Remove `ElasticIndexerWorker` changed_fields argument
Summary
When elasticsearch integration is enabled, every create, update, or delete action for an indexed resource (issue, say, or note) enqueues an ElasticIndexerWorker
sidekiq job. One of the arguments to that job is the list of all changed fields for the resource. This is serialized as a JSON hash, and can be quite long. It also gets in the way of calculating whether the job is identical to another, previous job for the same resource for deduplication purposes: gitlab-com/gl-infra/scalability#42 (comment 280297040)
Improvements
We should be able to remove the changed_fields
attribute entirely.
When we push a new document to elasticsearch, we always generate and push a complete document - we never perform a partial update.
The changed_fields
key is used for two things:
- Determine if an elasticsearch-tracked field has changed
- Determine whether subresources also need to be updated
The first can be calculated prior to pushing the job to sidekiq. The second can be a simple boolean instead, again calculated upfront.
Naively, this could halve the size of each ElasticIndexerWorker
job being held in Redis, which is valuable because we generate so many of them at present.

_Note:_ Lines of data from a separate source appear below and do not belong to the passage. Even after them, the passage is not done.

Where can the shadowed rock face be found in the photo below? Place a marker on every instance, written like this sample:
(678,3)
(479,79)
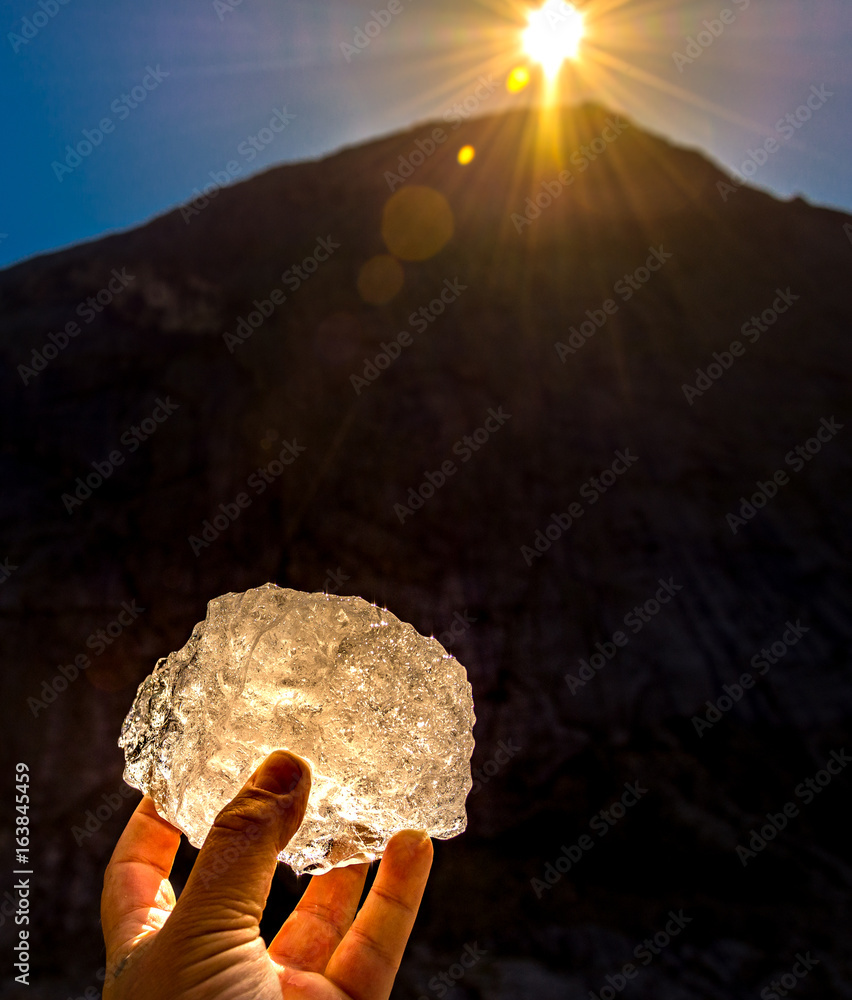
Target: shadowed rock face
(588,520)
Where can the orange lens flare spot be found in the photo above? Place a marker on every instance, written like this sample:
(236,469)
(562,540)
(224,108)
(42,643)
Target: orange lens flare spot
(554,35)
(417,222)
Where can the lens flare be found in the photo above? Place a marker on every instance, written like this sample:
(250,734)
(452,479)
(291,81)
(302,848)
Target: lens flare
(517,79)
(554,35)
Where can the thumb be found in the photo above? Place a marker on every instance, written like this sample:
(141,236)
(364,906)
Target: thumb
(233,872)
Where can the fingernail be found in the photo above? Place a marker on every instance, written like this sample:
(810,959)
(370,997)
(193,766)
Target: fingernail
(279,774)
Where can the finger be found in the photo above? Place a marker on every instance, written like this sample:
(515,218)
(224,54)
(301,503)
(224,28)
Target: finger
(137,893)
(366,962)
(325,912)
(231,877)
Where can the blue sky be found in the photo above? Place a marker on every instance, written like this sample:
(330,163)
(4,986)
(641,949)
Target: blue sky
(223,68)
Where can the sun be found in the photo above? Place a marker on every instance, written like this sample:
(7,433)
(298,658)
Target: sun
(554,35)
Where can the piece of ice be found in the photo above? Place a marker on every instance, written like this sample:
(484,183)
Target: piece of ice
(383,715)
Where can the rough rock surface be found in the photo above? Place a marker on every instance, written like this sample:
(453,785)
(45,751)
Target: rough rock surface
(383,715)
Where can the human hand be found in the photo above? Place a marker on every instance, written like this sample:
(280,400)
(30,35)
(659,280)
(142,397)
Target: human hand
(207,944)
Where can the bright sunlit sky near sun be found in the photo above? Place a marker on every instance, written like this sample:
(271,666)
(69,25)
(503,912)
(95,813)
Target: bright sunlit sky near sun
(229,71)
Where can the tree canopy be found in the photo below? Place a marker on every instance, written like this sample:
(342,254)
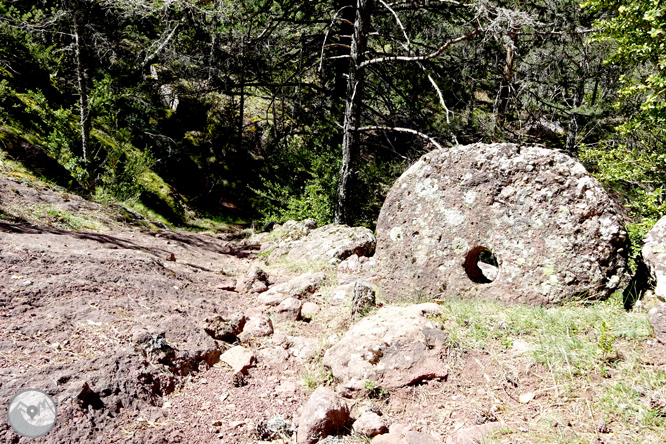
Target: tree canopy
(276,109)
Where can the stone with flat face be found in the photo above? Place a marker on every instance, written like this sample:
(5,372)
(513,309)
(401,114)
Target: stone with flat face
(543,230)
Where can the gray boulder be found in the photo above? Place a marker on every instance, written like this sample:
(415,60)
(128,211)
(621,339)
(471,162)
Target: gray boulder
(254,281)
(326,244)
(394,347)
(547,227)
(298,287)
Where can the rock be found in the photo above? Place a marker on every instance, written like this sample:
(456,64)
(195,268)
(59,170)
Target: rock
(195,345)
(288,310)
(657,318)
(654,257)
(302,348)
(298,287)
(256,327)
(292,230)
(369,266)
(286,389)
(394,347)
(238,358)
(274,356)
(370,424)
(330,242)
(549,227)
(310,308)
(350,265)
(275,428)
(474,434)
(225,328)
(342,294)
(254,281)
(363,298)
(324,414)
(399,434)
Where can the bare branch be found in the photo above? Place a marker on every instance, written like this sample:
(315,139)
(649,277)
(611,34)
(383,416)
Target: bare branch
(397,19)
(341,45)
(328,31)
(402,130)
(424,57)
(161,46)
(439,92)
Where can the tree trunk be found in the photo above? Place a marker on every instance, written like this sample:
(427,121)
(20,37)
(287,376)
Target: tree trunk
(80,41)
(353,104)
(572,130)
(505,87)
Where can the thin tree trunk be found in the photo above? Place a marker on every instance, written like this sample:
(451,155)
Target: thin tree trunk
(242,99)
(572,130)
(505,87)
(82,74)
(353,104)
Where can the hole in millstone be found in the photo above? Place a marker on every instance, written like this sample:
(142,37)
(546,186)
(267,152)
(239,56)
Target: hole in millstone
(481,265)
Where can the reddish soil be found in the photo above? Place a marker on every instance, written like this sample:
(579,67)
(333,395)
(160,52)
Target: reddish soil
(74,306)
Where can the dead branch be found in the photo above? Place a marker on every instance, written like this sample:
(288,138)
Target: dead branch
(402,130)
(328,31)
(424,57)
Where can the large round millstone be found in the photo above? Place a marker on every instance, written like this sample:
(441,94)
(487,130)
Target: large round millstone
(499,221)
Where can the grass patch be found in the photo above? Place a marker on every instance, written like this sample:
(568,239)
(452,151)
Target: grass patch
(595,362)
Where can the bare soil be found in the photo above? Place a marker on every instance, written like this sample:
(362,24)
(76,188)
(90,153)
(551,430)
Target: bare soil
(73,303)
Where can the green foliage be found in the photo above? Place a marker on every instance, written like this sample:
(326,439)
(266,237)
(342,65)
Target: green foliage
(637,174)
(308,191)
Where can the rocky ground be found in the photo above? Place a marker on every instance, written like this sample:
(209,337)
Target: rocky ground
(129,328)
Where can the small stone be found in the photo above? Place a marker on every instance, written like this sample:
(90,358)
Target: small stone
(325,413)
(603,427)
(310,308)
(370,424)
(472,435)
(256,327)
(238,358)
(288,310)
(254,281)
(350,265)
(225,328)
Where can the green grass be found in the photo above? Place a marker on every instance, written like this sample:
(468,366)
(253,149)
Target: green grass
(596,358)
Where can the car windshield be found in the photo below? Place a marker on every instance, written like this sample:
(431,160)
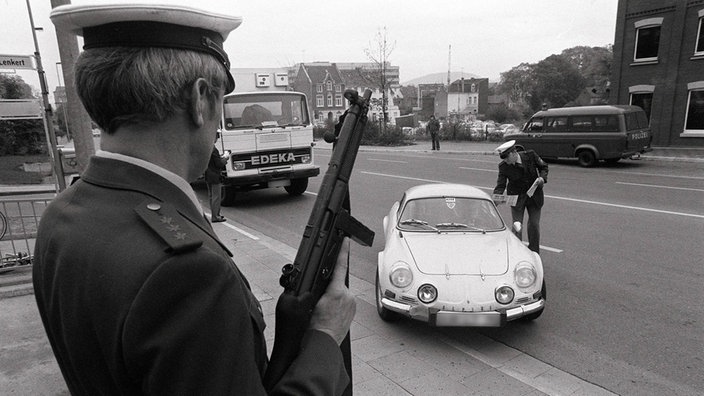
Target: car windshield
(450,214)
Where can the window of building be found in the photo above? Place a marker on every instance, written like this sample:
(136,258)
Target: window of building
(642,95)
(647,40)
(699,47)
(694,120)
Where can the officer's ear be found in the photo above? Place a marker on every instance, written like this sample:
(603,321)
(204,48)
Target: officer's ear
(199,101)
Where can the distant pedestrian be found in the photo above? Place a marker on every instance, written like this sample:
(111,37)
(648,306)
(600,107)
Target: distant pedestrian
(433,128)
(213,179)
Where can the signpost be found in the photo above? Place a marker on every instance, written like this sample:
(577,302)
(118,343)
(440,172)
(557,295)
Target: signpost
(16,62)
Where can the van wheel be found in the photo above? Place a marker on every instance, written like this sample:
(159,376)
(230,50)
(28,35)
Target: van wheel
(297,187)
(586,158)
(227,196)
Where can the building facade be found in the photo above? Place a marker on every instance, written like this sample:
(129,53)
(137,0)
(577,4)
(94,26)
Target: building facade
(659,66)
(324,87)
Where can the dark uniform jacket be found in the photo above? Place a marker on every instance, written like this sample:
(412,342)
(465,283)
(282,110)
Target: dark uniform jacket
(138,296)
(521,176)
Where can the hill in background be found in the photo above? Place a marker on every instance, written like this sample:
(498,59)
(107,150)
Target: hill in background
(438,78)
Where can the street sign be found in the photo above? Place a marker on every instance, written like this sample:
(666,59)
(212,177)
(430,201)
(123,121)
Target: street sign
(17,62)
(21,109)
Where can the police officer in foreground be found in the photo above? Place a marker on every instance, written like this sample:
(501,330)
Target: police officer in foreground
(521,171)
(135,291)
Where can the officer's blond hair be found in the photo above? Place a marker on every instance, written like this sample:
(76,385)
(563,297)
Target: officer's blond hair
(123,85)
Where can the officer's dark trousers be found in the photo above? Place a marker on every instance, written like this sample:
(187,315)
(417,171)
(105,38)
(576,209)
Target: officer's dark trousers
(533,223)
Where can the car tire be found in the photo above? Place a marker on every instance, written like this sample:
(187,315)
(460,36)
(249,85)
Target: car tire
(297,187)
(586,158)
(536,314)
(227,196)
(385,314)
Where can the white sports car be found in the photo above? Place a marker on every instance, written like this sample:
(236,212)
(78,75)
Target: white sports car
(450,260)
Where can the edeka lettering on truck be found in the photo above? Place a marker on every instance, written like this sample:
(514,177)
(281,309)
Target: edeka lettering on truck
(272,158)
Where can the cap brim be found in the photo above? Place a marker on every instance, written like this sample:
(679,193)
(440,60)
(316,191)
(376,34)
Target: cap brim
(76,17)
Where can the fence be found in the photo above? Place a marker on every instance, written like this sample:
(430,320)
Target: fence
(19,219)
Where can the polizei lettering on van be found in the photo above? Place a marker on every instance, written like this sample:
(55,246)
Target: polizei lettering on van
(272,159)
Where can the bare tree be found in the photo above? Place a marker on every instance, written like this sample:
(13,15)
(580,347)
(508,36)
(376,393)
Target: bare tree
(379,55)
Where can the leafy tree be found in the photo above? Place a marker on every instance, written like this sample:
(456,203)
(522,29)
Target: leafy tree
(14,87)
(557,82)
(19,137)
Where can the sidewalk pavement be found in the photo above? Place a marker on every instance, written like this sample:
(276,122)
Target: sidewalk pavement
(407,358)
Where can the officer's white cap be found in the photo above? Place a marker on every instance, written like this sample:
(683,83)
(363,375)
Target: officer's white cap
(505,148)
(148,25)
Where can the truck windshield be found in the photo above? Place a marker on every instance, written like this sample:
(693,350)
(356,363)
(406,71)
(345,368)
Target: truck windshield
(261,111)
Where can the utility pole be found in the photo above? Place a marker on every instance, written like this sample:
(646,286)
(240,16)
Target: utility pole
(81,133)
(48,122)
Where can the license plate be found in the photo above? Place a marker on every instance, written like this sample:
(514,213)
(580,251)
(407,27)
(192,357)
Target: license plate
(280,183)
(469,319)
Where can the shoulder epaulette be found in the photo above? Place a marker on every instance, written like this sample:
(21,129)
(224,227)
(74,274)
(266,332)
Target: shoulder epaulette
(178,233)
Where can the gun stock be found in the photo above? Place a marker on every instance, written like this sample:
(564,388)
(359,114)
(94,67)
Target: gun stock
(330,222)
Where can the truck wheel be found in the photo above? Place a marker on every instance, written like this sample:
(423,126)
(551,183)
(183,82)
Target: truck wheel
(586,158)
(227,196)
(297,187)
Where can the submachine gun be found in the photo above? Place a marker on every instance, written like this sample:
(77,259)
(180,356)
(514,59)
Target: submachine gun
(330,222)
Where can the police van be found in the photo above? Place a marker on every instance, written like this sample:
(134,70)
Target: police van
(269,138)
(588,133)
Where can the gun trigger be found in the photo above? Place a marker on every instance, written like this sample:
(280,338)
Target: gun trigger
(288,275)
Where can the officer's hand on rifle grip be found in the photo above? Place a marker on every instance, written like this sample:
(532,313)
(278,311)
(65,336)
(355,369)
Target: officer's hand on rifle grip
(336,308)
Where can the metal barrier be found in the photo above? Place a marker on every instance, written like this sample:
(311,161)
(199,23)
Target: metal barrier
(19,219)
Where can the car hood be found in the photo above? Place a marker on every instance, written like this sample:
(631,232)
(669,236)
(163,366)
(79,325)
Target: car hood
(459,253)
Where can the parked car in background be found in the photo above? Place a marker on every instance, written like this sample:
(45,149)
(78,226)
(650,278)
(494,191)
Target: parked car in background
(450,260)
(588,133)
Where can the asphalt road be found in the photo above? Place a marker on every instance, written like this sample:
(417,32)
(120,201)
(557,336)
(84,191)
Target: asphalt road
(622,249)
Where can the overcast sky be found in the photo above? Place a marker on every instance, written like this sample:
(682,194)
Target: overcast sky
(487,37)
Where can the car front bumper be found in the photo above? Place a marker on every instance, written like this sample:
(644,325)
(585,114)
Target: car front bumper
(463,319)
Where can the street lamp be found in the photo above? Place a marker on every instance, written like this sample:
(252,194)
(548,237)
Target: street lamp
(48,125)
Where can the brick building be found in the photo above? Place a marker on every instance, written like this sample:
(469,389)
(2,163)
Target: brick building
(659,65)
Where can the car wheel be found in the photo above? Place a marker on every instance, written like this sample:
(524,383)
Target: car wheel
(297,187)
(586,158)
(384,314)
(536,315)
(227,196)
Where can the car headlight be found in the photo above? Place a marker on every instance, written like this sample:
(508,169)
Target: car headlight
(401,276)
(504,294)
(525,275)
(427,293)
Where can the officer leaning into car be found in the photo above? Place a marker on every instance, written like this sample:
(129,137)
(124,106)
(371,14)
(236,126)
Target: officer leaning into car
(136,292)
(518,171)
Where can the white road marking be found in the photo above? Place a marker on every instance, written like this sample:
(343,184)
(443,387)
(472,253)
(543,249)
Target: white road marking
(241,231)
(657,186)
(381,160)
(556,197)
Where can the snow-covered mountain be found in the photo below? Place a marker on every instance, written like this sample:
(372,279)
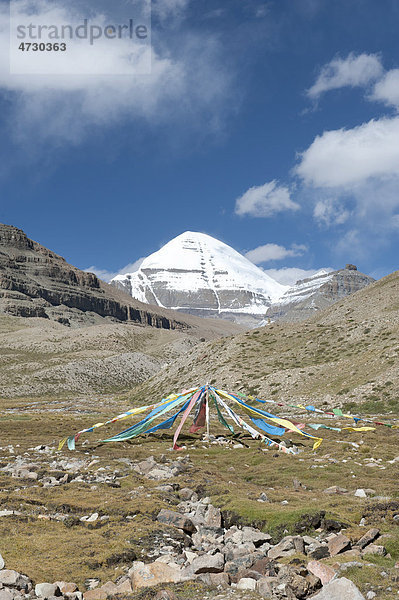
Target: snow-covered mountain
(198,274)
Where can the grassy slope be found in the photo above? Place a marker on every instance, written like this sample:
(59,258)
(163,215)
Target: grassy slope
(348,353)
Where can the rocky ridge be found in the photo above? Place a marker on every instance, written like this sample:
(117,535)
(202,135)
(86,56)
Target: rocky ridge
(36,282)
(316,293)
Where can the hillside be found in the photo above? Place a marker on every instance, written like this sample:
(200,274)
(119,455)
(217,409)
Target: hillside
(346,353)
(36,282)
(318,292)
(197,274)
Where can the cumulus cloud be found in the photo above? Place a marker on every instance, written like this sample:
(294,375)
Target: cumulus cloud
(330,212)
(108,275)
(187,78)
(353,71)
(169,8)
(290,275)
(348,157)
(265,200)
(270,252)
(387,89)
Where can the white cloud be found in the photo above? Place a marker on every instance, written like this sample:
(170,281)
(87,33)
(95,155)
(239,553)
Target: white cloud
(349,157)
(108,275)
(353,71)
(188,82)
(270,252)
(330,212)
(265,200)
(387,89)
(352,245)
(290,275)
(169,8)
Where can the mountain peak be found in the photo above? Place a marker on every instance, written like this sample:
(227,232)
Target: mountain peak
(197,273)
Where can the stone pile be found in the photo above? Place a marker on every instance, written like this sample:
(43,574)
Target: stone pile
(230,558)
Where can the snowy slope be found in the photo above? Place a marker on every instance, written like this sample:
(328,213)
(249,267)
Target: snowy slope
(197,273)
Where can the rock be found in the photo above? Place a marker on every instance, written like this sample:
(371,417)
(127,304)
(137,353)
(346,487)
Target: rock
(188,494)
(335,489)
(368,537)
(66,587)
(124,586)
(13,579)
(264,566)
(165,595)
(231,552)
(266,586)
(206,564)
(338,544)
(249,534)
(283,548)
(299,545)
(96,594)
(213,516)
(323,572)
(232,567)
(47,590)
(169,517)
(317,551)
(246,584)
(215,579)
(339,589)
(143,575)
(374,549)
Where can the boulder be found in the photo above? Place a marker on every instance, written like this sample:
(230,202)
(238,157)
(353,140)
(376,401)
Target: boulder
(96,594)
(215,579)
(266,586)
(374,549)
(213,517)
(299,544)
(368,537)
(338,544)
(169,517)
(323,572)
(335,489)
(249,534)
(188,494)
(47,590)
(66,587)
(317,551)
(246,584)
(283,548)
(207,563)
(339,589)
(124,586)
(14,579)
(149,575)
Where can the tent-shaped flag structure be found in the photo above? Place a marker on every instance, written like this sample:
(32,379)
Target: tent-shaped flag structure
(199,402)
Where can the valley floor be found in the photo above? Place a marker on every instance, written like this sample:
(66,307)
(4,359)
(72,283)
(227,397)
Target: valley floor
(45,493)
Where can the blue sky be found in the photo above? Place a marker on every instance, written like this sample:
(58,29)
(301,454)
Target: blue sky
(271,125)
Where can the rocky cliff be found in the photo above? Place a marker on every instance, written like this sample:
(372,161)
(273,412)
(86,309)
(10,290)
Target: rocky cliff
(36,282)
(322,290)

It will also mean we push fewer jobs overall, since we're determining whether we need to do an elasticsearch update upfront.
Risks
Changing arguments for a sidekiq job can be tricky. Fortunately, changed_fields
is a member of the opts
hash, which is passed through as serialised JSON, and its position is not changing. So this should be a safe change.
We move a tiny amount of work from sidekiq to unicorn/puma - nothing to be worried about.
Open question: What else is in the opts
hash? Is this everything we need to get to deduplicate-able jobs, or just part of it?